To study the platelet function response to low-dose ASA with the Platelet Function Analyzer (PFA-100) in pregnant women and to identify maternal characteristics associated with non-responsiveness.


We conducted a prospective cohort study involving 87 pregnant women on ASA. The platelet function response to ASA was measured as the closure time obtained with epinephrine cartridges (CT-EPI) by the PFA-100. Non-response to ASA was defined as a CT-EPI < or =150 seconds after four weeks of therapy. Non-responders were given an escalating dose of ASA and their CT-EPI was tested again.

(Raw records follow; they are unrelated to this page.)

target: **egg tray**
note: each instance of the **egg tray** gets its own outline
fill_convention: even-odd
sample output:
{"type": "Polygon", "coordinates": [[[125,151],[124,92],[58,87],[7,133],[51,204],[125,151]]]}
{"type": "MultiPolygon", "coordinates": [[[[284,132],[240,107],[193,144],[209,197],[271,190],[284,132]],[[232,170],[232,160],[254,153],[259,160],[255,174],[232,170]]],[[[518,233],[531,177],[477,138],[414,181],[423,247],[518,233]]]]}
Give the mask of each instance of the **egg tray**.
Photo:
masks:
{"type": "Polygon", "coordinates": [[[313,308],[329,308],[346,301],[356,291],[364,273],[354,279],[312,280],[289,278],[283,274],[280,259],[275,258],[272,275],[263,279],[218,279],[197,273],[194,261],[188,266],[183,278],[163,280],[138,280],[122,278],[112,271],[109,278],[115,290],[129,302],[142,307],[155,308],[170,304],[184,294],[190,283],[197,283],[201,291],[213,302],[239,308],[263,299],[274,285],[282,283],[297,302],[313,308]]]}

After four weeks of enteric-coated ASA 81 mg daily, 25/87 women (28.7%) were non-responders (95% CI 16.1 to 41.4). Among these women, a CT-EPI < or =150 seconds was found in 8/24 women (33.3%) after another four weeks of alternating ASA 81 mg and 162 mg daily. After a further four-week course of ASA 162 mg daily, a CT-EPI < or =150 seconds was found in 3/6 women (50.0%). Among the women who initially responded and who were reassessed at 24-32 weeks of pregnancy, the CT-EPI was < or =150 seconds in 9/36 (25.0%). There was no statistical difference in maternal characteristics between ASA responders and non-responders.


A significant number of pregnant women showed a lack of platelet function response to ASA 81 mg that was in most cases overcome with higher dosing. Furthermore, the prevalence of non-responsiveness increased with advancing pregnancy.